Tuesday, May 31, 2011

Mass Effect

I'm quietly please with Mass Effect as a piece of science fiction. I'm not the most well read when it comes to proper scifi - I've always preferred my books to be fantasy and my movies to be scifi, which is probably a symptom of having grown up with both The Lord of the Rings and Star Wars - but even with that, I can enjoy a good space opera when I see it.

There's whiffs of what I recognise as Babylon 5 and Iain M. Banks, and there's that overwhelming theme of identity and destiny that pervades so many scifi tales, and it's nice to see that the humans are the new guys in town, far away from Star Trek's galactic lynchpins.

Reading the ingame lore, it's obvious that there's a lot of depth to the Mass Effect universe and, coming to it late, I'm not as bothered as I might have been that there wasn't more effort to shoehorn a little bit extra in. There's Mass Effect 2 to look forward to, and a third in development. There have been plans made, I can tell.

That said, while it is definitively a good game, it's not a great game. The mechanics of the gameplay were jarring at times and, on more than a few occasions, made me try to bite my monitor in half. The decision to make almost every explorable planet in the galaxy consist of nothing but mountains infuriates me, especially when the only vehicle available seems to have a buckfast-fueled ADHD-suffering teenager in control of each individual wheel. And some of them have their Y-axis inverted.

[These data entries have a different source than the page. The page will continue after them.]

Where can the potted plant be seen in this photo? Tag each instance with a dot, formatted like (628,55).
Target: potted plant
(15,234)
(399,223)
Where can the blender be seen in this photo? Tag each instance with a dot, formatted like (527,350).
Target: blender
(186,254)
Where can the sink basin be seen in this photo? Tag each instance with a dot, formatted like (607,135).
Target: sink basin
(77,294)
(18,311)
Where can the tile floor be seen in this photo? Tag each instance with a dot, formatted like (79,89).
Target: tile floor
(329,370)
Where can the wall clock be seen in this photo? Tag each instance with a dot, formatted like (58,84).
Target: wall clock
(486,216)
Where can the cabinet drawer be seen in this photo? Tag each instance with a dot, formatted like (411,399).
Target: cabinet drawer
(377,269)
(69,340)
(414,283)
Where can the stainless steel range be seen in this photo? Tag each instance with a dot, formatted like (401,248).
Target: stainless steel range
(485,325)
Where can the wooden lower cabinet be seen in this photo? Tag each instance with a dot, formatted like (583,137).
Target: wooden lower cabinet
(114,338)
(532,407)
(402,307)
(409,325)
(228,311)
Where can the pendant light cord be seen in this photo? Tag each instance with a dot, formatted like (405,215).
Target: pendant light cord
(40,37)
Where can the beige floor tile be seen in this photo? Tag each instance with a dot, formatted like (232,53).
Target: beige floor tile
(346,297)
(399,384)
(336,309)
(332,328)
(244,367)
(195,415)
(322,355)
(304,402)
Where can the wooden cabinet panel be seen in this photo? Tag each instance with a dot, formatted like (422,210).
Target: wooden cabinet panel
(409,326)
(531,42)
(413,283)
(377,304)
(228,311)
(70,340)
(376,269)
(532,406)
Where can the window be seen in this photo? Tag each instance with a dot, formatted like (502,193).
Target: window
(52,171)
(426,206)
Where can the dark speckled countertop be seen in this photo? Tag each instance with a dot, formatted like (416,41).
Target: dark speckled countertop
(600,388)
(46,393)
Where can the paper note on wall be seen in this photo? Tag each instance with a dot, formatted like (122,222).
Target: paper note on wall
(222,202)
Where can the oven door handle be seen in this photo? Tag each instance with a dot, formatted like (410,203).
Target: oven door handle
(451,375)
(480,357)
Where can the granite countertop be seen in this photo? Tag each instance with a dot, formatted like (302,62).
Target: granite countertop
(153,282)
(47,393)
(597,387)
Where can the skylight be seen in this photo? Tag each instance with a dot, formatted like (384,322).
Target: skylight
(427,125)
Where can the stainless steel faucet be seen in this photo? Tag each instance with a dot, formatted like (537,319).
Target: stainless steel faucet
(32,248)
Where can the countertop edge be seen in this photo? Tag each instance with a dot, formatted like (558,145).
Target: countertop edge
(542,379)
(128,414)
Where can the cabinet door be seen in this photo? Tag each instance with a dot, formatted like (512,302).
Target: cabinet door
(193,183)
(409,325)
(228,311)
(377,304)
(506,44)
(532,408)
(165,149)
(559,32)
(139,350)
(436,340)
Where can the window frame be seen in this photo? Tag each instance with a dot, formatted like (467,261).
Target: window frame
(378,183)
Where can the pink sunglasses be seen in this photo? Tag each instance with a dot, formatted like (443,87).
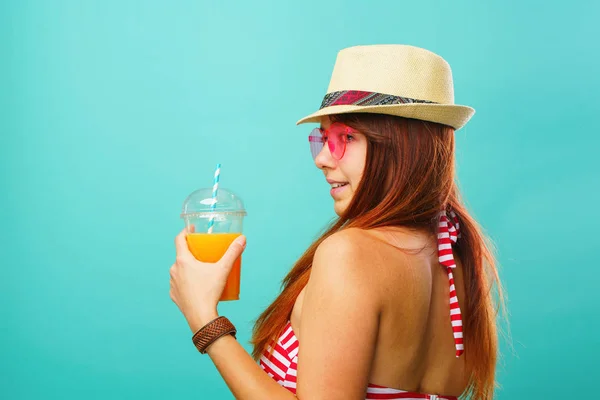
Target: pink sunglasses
(337,136)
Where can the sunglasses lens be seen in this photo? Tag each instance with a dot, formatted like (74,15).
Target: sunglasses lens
(316,142)
(337,141)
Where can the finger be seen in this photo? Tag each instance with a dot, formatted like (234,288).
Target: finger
(236,248)
(181,246)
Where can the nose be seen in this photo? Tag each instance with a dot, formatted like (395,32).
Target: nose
(324,158)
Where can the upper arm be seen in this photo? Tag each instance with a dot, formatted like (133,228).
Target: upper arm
(339,322)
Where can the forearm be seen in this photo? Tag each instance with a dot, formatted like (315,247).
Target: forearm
(244,377)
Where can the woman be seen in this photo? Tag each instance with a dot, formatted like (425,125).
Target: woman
(394,300)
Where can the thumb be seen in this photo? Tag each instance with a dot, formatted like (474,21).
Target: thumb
(236,248)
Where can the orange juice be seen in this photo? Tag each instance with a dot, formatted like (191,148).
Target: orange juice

I can see the idea behind the Mako, and I applaud it. It makes me think of a Big Trak mixed with the lunar rover, but I want a vehicle I can keep going in a straight line. This isn't it.

The combat is a bit... laboured is probably the wrong word. Stretched isn't right either. Schizophrenic is almost there. Mass Effect really wants to be an action game, but there's something wrong with the speed of combat. The type of game Mass Effect wants to be has more fluid controls and a faster player character; the type of game it's descended from has slower hostile NPC movement and far more control over the overall action. There's an awkward meeting in the middle that leaves combat feeling a little bit off-kilter.

The meat of the game is the story, and the action merely the sauce that aids consumption. I look forward to the sequel, and can only hope it at least matches the impact of the original.